・3日5日6日と三度ポゴレリチを聴き、三度とも印象が違った。
とくに6日の福岡公演での壊れ方は、あまりにも恐ろしかった。
福岡だけを聴いた人の場合、東京でのリサイタルの感想を読んでも
「あんなヒドい演奏を褒める人も居るんだ」と呆れる可能性が高いが、
実は両者は、かなり別物だったことを私は主張したいと思う。
ちなみに私は6日がいわゆる「駄目な演奏」だったとは思っていない。
日常感覚では否定するほかない演奏だったとは思っているけれど。
・3日のホールAで、私は最前列のほぼ中央にいたのだが、
このような席を手に入れたのは、本当に「運」だけだった。
普通に抽選でアテたのだから。
チケットを初めて見たとき私は目がテンになった。
私はいつも、ある程度後ろから見ないと(聴かないと)
舞台がどうなっているか理解できないほうなので、
最前列は、これまで、むしろ避けたい場所だった。
しかし結果として、ポゴレリチのピアノを
あれだけ細大漏らさず直接に聞き取れたのは、良かった。
今考えても、3日と6日が同じ弾き手だったとは信じられない。
・5日と6日が同じ曲目・曲順のリサイタルでありながら、
かなり違う演奏内容だったことは、ご本人にも自覚があると思うのだが、
ポゴレリチ自身の評価は、どうなのだろう。
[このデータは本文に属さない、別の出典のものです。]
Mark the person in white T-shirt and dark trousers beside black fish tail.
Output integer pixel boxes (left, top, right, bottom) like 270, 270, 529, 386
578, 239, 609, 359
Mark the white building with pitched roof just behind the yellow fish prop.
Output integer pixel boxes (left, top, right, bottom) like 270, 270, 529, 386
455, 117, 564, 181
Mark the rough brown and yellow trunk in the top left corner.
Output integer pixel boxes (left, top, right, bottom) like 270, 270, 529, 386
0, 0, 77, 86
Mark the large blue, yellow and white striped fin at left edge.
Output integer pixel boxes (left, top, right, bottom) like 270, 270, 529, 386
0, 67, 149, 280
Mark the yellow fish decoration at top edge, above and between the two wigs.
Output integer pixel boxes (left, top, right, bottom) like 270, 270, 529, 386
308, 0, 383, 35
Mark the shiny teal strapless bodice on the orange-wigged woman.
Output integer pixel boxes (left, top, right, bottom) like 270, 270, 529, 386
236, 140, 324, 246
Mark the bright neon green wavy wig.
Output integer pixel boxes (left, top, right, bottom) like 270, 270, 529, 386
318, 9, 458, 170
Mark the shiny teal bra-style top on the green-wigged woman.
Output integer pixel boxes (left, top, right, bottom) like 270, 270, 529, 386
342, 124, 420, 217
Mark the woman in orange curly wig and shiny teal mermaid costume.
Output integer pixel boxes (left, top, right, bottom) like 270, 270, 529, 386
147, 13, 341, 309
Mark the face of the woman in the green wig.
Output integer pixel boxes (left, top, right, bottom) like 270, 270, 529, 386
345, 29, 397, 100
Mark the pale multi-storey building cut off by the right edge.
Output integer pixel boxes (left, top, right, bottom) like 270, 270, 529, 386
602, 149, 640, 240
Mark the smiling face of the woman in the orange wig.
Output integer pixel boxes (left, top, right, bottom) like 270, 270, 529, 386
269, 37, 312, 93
とても興味がある。
福岡のほうがやりたいことをやれた、のだろうか?
それとも自分でも制御できないものがあって、ああなったのだろうか?
・6日の福岡のときは、曲が進むにつれて、どんどん観客が減り
会場からは、生きた人の気配が次第に消えていった。
あの暗い会場で、人の居なくなった後の座席が空洞のように、
あるいは墓碑のように、無言で増え続けていく様は怖かった。
そして残った人のほとんども、また、石のように動かなかった。
・一方で、一旦席を立っても、また戻ってくる人も中にはいた。
あの鬼気迫る演奏の最中にキジを撃ちに行っとっただけだった(爆)。
何曲目の後だったか、前方席までひとりの観客が歩いて戻ろうとしていて、
ポゴレリチは手を止め、その人が席に座り終わるまで、
舞台から無遠慮にじっと見つめていた。
『はっ、はやくっっっ!どこでもいいから座って下さい~~っ!!!』
と、こちらは血の気が引くような思いだった。
・3日には友人O氏が、5日にはS嬢が、チケットを家に忘れてきた(爆)。
KAJIMOTOの場合、その旨を受付で申し出ると、座席番号や予約番号、
予約時の氏名や電話番号などの情報のうち、判明しているものを手がかりに
購入履歴を検索してくれて、調べがついた段階で仮券が発行される、
ということがわかった。御陰で二人とも買い直すことなく入場できた。
ただし該当の席に、もし実券を持参した別のお客さんが来た場合には、
その人のほうが優先される、とも説明された。